This process can be stressful and invasive for the plaintiff, and let’s face it; the defendant has a stake in exerting pressure on the plaintiff. I try to make sure that all my clients are prepared for this pressure and do my best to shield them from most of it, but it’s important to understand that this will be a tough time.
After you win your case in court, the defendant has the opportunity to appeal. That means you do not receive a check when the judge strikes the gavel. It could take months or years before you receive your award. As I said, you are in it for the long haul when you decide to go to trial.
Accepting a Settlement
The majority of personal injury claims due to a car accident are settled out of court. In all honesty, this is because it’s generally a better option for both parties.
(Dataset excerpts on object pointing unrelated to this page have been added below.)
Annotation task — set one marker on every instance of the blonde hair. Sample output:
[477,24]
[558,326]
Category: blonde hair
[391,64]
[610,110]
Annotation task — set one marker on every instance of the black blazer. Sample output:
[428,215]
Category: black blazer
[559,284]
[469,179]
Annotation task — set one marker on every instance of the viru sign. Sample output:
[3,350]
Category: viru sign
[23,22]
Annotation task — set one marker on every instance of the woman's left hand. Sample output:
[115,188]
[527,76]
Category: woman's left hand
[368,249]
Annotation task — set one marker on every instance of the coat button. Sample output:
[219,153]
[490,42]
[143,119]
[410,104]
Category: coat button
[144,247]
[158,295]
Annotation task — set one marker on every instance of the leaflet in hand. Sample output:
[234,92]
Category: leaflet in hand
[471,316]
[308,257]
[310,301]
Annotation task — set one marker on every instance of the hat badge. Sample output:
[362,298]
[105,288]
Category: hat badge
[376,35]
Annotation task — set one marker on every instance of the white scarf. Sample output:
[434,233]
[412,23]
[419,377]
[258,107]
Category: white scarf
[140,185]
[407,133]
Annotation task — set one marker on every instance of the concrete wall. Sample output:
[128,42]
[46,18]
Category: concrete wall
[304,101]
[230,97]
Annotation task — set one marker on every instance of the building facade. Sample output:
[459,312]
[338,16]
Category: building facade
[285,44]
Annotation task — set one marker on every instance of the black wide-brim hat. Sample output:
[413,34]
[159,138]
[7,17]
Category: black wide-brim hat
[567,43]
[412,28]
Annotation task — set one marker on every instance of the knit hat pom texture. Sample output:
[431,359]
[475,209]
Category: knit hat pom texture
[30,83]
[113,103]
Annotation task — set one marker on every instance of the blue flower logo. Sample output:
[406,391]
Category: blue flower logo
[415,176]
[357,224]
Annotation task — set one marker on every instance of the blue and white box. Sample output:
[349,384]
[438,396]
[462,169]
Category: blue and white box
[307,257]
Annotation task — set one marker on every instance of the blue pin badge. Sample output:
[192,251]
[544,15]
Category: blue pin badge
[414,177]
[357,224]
If you have an especially strong case, the insurance company doesn’t have any reason to want to fight in open court.
The great thing about a settlement is that it is fast. You collect a check as soon as you sign the agreement. There is no lengthy discovery process, testimony, hearing, or appeals process. Your attorney will advise you whether a settlement is acceptable or not, but ultimately the choice is yours.
The decision to settle or go to court is often like a real life version of Deal of No Deal. Do you want the guaranteed money or what is in the mystery box? Do you want to go through the stress of picking another suitcase, or do you want to go home with cash in hand?
Going to court does not always mean you will receive more money than you would with a settlement. In fact, plaintiffs often receive less. Juries are difficult to predict, and you never know how they will view they evidence. You take that chance when you decide not to settle your personal injury claim out of court.